O que dizem os estudos
Pesquisas conduzidas em diversos países mostram que crianças bilíngues atingem os marcos da linguagem dentro da mesma janela de tempo que crianças monolíngues. Algumas observações importantes:
- As primeiras palavras costumam aparecer entre 10 e 14 meses, em qualquer um dos idiomas (ou nos dois)

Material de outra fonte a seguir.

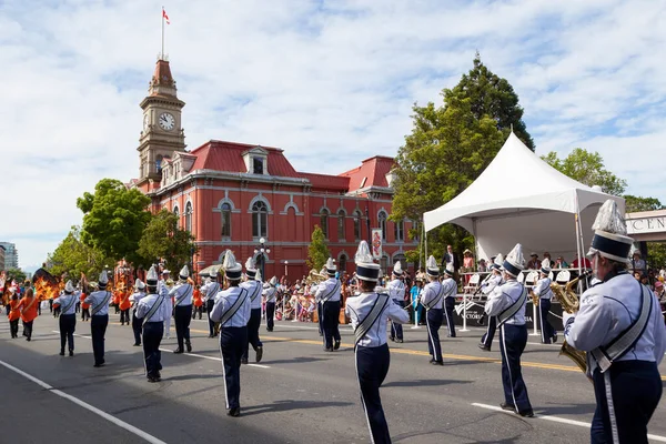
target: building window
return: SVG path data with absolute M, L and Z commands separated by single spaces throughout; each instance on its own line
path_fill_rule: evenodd
M 361 212 L 354 211 L 354 240 L 361 240 Z
M 252 158 L 252 173 L 263 174 L 263 159 Z
M 223 203 L 222 209 L 222 238 L 231 238 L 231 205 Z
M 269 228 L 269 209 L 262 201 L 252 205 L 252 236 L 265 238 Z
M 405 240 L 404 221 L 395 222 L 393 224 L 393 234 L 395 234 L 395 242 L 403 242 Z
M 380 229 L 382 229 L 382 241 L 386 240 L 386 219 L 387 215 L 384 211 L 380 211 L 380 214 L 377 215 L 377 220 L 380 222 Z
M 324 232 L 324 238 L 329 239 L 329 210 L 323 209 L 322 210 L 322 214 L 321 214 L 321 226 L 322 226 L 322 231 Z
M 185 204 L 185 230 L 192 233 L 192 202 Z
M 337 241 L 344 238 L 344 211 L 340 210 L 337 212 Z

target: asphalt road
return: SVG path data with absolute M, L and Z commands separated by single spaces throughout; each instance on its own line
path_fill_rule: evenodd
M 322 350 L 316 325 L 262 325 L 264 360 L 241 370 L 242 416 L 225 414 L 216 340 L 192 322 L 193 353 L 174 355 L 175 333 L 162 342 L 162 382 L 143 375 L 131 327 L 111 315 L 107 365 L 93 369 L 89 323 L 77 321 L 75 356 L 59 356 L 58 322 L 36 320 L 33 341 L 12 340 L 0 320 L 0 442 L 21 443 L 369 443 L 354 372 L 352 331 L 343 346 Z M 445 330 L 442 330 L 445 336 Z M 498 412 L 503 401 L 498 346 L 476 347 L 472 329 L 443 337 L 445 365 L 428 364 L 424 327 L 391 343 L 382 401 L 395 443 L 588 443 L 592 385 L 558 345 L 529 336 L 523 373 L 537 417 Z M 251 363 L 254 354 L 251 352 Z M 11 369 L 8 367 L 11 366 Z M 664 366 L 662 366 L 664 370 Z M 23 374 L 17 372 L 24 372 Z M 32 376 L 28 379 L 27 375 Z M 650 442 L 666 442 L 666 410 L 657 408 Z

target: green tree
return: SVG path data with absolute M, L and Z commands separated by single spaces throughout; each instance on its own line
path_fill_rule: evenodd
M 664 205 L 655 198 L 640 198 L 632 194 L 625 194 L 625 208 L 627 213 L 635 213 L 638 211 L 654 211 L 664 210 Z
M 331 252 L 326 245 L 326 238 L 320 225 L 314 225 L 312 231 L 312 241 L 307 246 L 307 266 L 311 270 L 320 271 L 331 258 Z
M 149 260 L 161 258 L 167 266 L 178 271 L 184 264 L 191 265 L 192 254 L 196 251 L 194 236 L 189 231 L 178 228 L 178 216 L 162 210 L 143 230 L 138 255 Z
M 94 194 L 83 193 L 77 206 L 83 212 L 81 241 L 104 255 L 139 263 L 139 240 L 151 219 L 150 198 L 119 180 L 102 179 Z
M 446 94 L 447 90 L 444 91 Z M 483 64 L 478 52 L 474 58 L 474 68 L 463 74 L 451 92 L 460 98 L 471 99 L 470 105 L 476 120 L 490 117 L 505 134 L 513 128 L 518 139 L 534 151 L 534 141 L 523 122 L 524 110 L 518 104 L 518 95 L 506 79 L 500 78 Z
M 20 284 L 26 281 L 26 273 L 21 269 L 7 269 L 7 271 L 4 272 L 4 275 L 7 276 L 6 280 L 8 282 L 11 282 L 11 280 L 14 280 L 14 281 L 17 281 L 17 283 Z
M 81 229 L 72 226 L 53 253 L 49 254 L 48 262 L 51 263 L 49 272 L 54 276 L 68 273 L 71 279 L 78 280 L 84 273 L 94 281 L 102 269 L 113 269 L 115 261 L 100 250 L 84 244 L 81 241 Z
M 599 185 L 605 193 L 622 195 L 627 188 L 624 179 L 619 179 L 606 170 L 604 159 L 598 152 L 591 153 L 582 148 L 576 148 L 564 159 L 559 159 L 554 151 L 542 155 L 542 159 L 573 180 L 587 186 Z

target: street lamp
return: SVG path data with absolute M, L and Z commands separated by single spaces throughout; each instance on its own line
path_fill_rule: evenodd
M 261 279 L 265 280 L 265 264 L 266 264 L 266 258 L 264 254 L 271 254 L 271 249 L 266 245 L 266 240 L 264 238 L 261 238 L 259 240 L 259 245 L 254 248 L 254 254 L 259 254 L 261 253 L 260 256 L 261 258 Z

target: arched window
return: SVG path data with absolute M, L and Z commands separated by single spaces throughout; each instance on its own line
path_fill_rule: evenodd
M 185 230 L 192 233 L 192 202 L 185 204 Z
M 405 240 L 405 223 L 403 221 L 393 224 L 393 234 L 395 234 L 395 242 Z
M 231 238 L 231 205 L 226 202 L 222 204 L 222 238 Z
M 386 240 L 386 213 L 384 211 L 380 211 L 380 214 L 377 214 L 377 220 L 380 222 L 380 228 L 382 229 L 382 241 Z
M 269 228 L 269 208 L 262 201 L 252 205 L 252 236 L 265 238 Z
M 324 238 L 329 239 L 329 215 L 331 213 L 326 209 L 322 209 L 322 214 L 320 216 L 320 223 L 322 226 L 322 231 L 324 232 Z
M 361 240 L 361 212 L 354 211 L 354 240 Z
M 339 210 L 337 211 L 337 241 L 340 242 L 341 239 L 345 239 L 344 238 L 344 216 L 346 214 L 344 213 L 344 210 Z

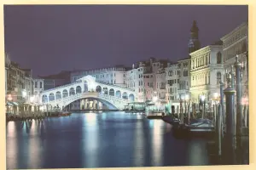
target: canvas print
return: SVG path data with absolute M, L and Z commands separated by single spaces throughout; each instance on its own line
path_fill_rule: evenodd
M 249 163 L 246 5 L 5 5 L 8 169 Z

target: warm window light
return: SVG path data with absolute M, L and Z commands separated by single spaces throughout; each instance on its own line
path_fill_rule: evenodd
M 214 99 L 218 99 L 218 93 L 214 93 L 213 96 L 214 96 Z
M 153 101 L 155 102 L 156 100 L 157 100 L 157 97 L 156 96 L 153 97 Z
M 33 102 L 34 101 L 34 96 L 30 97 L 30 102 Z
M 186 95 L 185 95 L 185 99 L 186 99 L 186 100 L 189 100 L 189 94 L 186 94 Z
M 22 96 L 25 98 L 26 96 L 26 91 L 22 91 Z
M 7 99 L 8 99 L 9 101 L 13 100 L 12 95 L 11 95 L 11 94 L 8 94 Z
M 202 96 L 201 96 L 201 99 L 202 101 L 204 101 L 206 97 L 204 95 L 202 95 Z

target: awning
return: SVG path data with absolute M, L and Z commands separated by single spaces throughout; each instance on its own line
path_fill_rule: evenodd
M 6 102 L 6 105 L 14 105 L 13 103 L 12 103 L 12 102 L 9 102 L 9 101 Z
M 14 104 L 14 105 L 16 105 L 16 106 L 20 105 L 20 104 L 17 102 L 13 102 L 13 104 Z

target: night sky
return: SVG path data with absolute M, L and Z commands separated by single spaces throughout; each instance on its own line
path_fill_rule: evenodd
M 247 6 L 5 6 L 5 51 L 33 76 L 188 56 L 247 20 Z

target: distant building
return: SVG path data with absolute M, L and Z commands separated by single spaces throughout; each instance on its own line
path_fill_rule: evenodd
M 224 69 L 226 72 L 231 71 L 231 65 L 236 61 L 236 54 L 240 62 L 243 62 L 245 71 L 242 76 L 242 95 L 248 96 L 248 22 L 244 22 L 233 31 L 224 36 L 223 53 Z M 235 70 L 235 67 L 234 67 Z M 227 82 L 225 81 L 227 86 Z
M 191 54 L 191 99 L 198 103 L 205 96 L 209 103 L 214 94 L 219 95 L 219 82 L 223 80 L 222 42 L 198 49 Z
M 133 65 L 126 72 L 126 87 L 137 93 L 138 101 L 152 99 L 157 95 L 159 99 L 166 98 L 165 67 L 167 60 L 150 58 Z
M 178 95 L 179 89 L 179 75 L 180 69 L 178 63 L 170 64 L 166 68 L 166 99 L 168 103 L 177 103 L 178 105 L 180 97 Z
M 32 70 L 20 68 L 19 64 L 11 61 L 9 54 L 5 54 L 5 67 L 8 100 L 17 104 L 29 102 L 33 95 Z
M 61 71 L 58 74 L 49 76 L 38 76 L 39 79 L 44 79 L 44 90 L 48 90 L 68 84 L 70 83 L 70 77 L 71 71 Z
M 191 86 L 190 79 L 190 59 L 186 58 L 177 61 L 177 66 L 179 68 L 179 87 L 177 94 L 179 96 L 190 96 L 189 88 Z
M 196 21 L 193 21 L 193 26 L 190 29 L 190 38 L 189 41 L 189 54 L 193 53 L 201 48 L 199 41 L 199 29 L 196 26 Z
M 32 71 L 31 69 L 22 69 L 25 71 L 25 91 L 26 93 L 26 100 L 34 95 L 34 82 L 32 79 Z
M 75 82 L 83 76 L 90 75 L 96 77 L 96 82 L 124 87 L 125 84 L 126 71 L 127 68 L 124 65 L 77 71 L 71 73 L 71 82 Z
M 35 103 L 40 102 L 40 93 L 44 91 L 44 79 L 34 78 L 33 79 L 34 85 L 34 95 L 35 95 Z

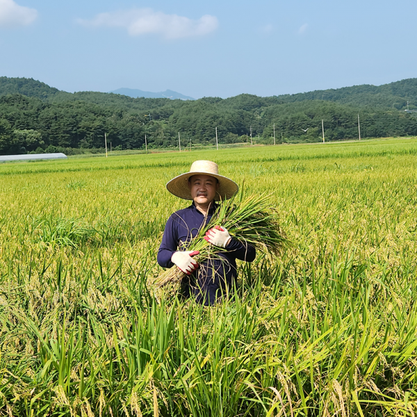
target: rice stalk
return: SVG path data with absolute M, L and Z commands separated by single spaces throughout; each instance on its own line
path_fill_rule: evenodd
M 210 222 L 184 247 L 183 250 L 199 252 L 195 256 L 199 263 L 216 257 L 216 254 L 222 252 L 204 238 L 208 229 L 218 225 L 226 228 L 231 236 L 236 236 L 243 244 L 274 256 L 290 245 L 278 222 L 277 213 L 272 206 L 272 196 L 252 194 L 245 199 L 243 197 L 241 190 L 229 200 L 221 202 Z M 160 274 L 154 284 L 159 288 L 168 282 L 179 283 L 186 275 L 174 265 Z

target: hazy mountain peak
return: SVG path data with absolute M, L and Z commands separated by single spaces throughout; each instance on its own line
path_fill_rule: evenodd
M 181 100 L 194 100 L 193 97 L 183 95 L 180 92 L 172 91 L 172 90 L 165 90 L 159 92 L 152 92 L 152 91 L 142 91 L 134 88 L 118 88 L 113 91 L 109 91 L 113 94 L 120 94 L 122 95 L 129 96 L 136 99 L 138 97 L 145 97 L 146 99 L 172 99 L 174 100 L 179 99 Z

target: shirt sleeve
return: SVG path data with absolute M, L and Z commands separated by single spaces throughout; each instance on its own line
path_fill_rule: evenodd
M 158 251 L 158 263 L 163 268 L 171 268 L 174 263 L 171 262 L 172 254 L 178 250 L 178 232 L 172 216 L 170 217 L 165 224 L 162 242 Z
M 233 252 L 238 259 L 246 261 L 246 262 L 252 262 L 256 256 L 256 251 L 252 245 L 246 242 L 240 242 L 234 238 L 231 238 L 226 250 L 228 252 Z

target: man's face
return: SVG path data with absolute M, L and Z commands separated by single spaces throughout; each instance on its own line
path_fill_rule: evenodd
M 188 187 L 194 202 L 206 206 L 214 199 L 218 183 L 214 177 L 197 174 L 188 179 Z

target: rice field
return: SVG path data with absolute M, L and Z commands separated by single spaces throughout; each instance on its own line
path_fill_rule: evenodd
M 197 159 L 293 243 L 208 308 L 152 286 Z M 414 416 L 416 169 L 416 138 L 0 165 L 0 415 Z

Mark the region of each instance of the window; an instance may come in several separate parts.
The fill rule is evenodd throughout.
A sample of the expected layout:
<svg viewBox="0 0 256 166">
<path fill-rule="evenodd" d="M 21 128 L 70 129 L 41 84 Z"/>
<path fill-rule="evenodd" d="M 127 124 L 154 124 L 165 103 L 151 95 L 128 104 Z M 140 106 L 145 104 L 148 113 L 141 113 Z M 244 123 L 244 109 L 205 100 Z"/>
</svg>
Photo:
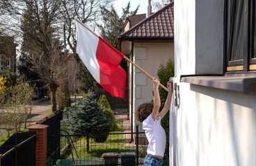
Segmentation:
<svg viewBox="0 0 256 166">
<path fill-rule="evenodd" d="M 255 0 L 226 0 L 227 71 L 256 71 Z"/>
</svg>

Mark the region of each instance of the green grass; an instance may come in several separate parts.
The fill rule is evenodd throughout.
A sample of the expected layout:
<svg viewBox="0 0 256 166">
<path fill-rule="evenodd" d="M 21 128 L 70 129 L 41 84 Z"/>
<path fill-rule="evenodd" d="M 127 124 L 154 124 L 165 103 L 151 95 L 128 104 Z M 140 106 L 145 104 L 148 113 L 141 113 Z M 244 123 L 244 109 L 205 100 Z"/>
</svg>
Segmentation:
<svg viewBox="0 0 256 166">
<path fill-rule="evenodd" d="M 122 120 L 116 121 L 118 129 L 110 133 L 122 133 L 123 129 Z M 65 129 L 66 127 L 63 126 Z M 102 155 L 106 152 L 126 152 L 136 151 L 136 146 L 131 146 L 125 143 L 123 134 L 109 134 L 104 142 L 95 142 L 93 138 L 89 139 L 89 152 L 87 152 L 87 139 L 86 137 L 79 138 L 74 144 L 75 149 L 79 159 L 102 158 Z M 63 143 L 63 145 L 65 143 Z M 146 147 L 139 148 L 139 156 L 144 157 Z M 72 154 L 74 159 L 78 159 L 76 151 L 72 147 Z M 66 159 L 71 159 L 71 151 L 68 151 L 65 156 Z"/>
</svg>

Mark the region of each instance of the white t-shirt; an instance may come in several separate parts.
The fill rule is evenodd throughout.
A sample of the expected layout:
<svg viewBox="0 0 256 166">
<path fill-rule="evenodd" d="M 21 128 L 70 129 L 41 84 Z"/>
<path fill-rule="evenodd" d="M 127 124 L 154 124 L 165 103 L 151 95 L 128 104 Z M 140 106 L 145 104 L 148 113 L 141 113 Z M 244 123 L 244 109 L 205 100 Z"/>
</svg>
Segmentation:
<svg viewBox="0 0 256 166">
<path fill-rule="evenodd" d="M 151 114 L 143 122 L 147 140 L 147 154 L 163 156 L 166 149 L 166 136 L 164 129 L 161 125 L 161 117 L 157 120 L 153 120 Z"/>
</svg>

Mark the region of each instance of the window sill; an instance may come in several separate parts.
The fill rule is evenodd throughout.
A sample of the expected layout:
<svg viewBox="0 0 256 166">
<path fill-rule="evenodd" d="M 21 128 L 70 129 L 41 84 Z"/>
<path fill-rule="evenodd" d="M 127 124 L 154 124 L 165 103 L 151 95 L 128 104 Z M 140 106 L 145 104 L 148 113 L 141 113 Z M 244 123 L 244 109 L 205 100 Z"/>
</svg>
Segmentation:
<svg viewBox="0 0 256 166">
<path fill-rule="evenodd" d="M 230 77 L 182 75 L 180 82 L 207 87 L 238 91 L 243 93 L 249 93 L 250 85 L 256 84 L 256 76 Z"/>
</svg>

- A combinação de palavras em frases acontece entre 18 e 24 meses
- O vocabulário total (somando os dois idiomas) é equivalente ao de uma criança monolíngue
- Há vantagens cognitivas documentadas: flexibilidade mental, atenção seletiva, "função executiva"
O que pode parecer atraso (mas não é)
Algumas situações geram preocupação desnecessária:
- "Mistura" de idiomas: falar uma frase com palavras dos dois idiomas é comum entre 2 e 4 anos. Não é confusão — é a criança usando todos os recursos linguísticos disponíveis. Some com o tempo.
- Vocabulário menor em cada idioma isoladamente: uma criança bilíngue pode ter menos palavras em português que uma monolíngue — mas se você somar com o outro idioma, o total é igual ou superior.
- Período silencioso: algumas crianças, especialmente em ambientes de imersão (escola em outro idioma), passam semanas observando antes de produzir. É parte do processo.
Quando vale avaliação
Bilinguismo não causa atraso de linguagem. Mas crianças bilíngues podem, sim, ter atraso por outras razões — exatamente como qualquer criança. Os sinais que merecem atenção são:
- Não falar nenhuma palavra até os 16 meses (em nenhum idioma)
- Não combinar duas palavras até os 24 meses
- Falar menos de 50 palavras totais (somando os dois idiomas) aos 24 meses
- Não compreender comandos simples na idade esperada
- Perda de habilidades já adquiridas
Em qualquer um desses casos, vale uma avaliação — e a investigação será feita considerando os dois idiomas, não apenas um.
Dicas para famílias bilíngues
- Cada cuidador pode adotar um idioma de referência ("um pai, uma língua") — facilita a discriminação
- Não corrija quando a criança mistura — apenas modele a fala correta
- Leia em ambos os idiomas — livro é o melhor estimulador de vocabulário
- Não desista de um idioma por insegurança — vocabulário se constrói com exposição consistente
- Em caso de dúvida, consulte um pediatra ou fonoaudiólogo familiarizado com bilinguismo
Resumindo
Bilinguismo não atrasa a fala — e ainda traz vantagens cognitivas comprovadas. O que pode confundir é a forma como o desenvolvimento aparece: vocabulários distribuídos, mistura inicial, períodos de observação. Conhecer o processo tira a ansiedade.
Fontes consultadas:
- Sociedade Brasileira de Pediatria (SBP) — Departamento Científico de Pediatria do Desenvolvimento e Comportamento: Cartilha de Desenvolvimento (2 meses a 5 anos) (2024).
- Caderneta de Saúde da Criança (Ministério da Saúde / SBP) — instrumentos de vigilância e promoção do desenvolvimento da linguagem.
- ASHA — American Speech-Language-Hearing Association: Bilingual Service Delivery.
- Genesee, F.; Paradis, J.; Crago, M. — Dual Language Development and Disorders (Brookes Publishing).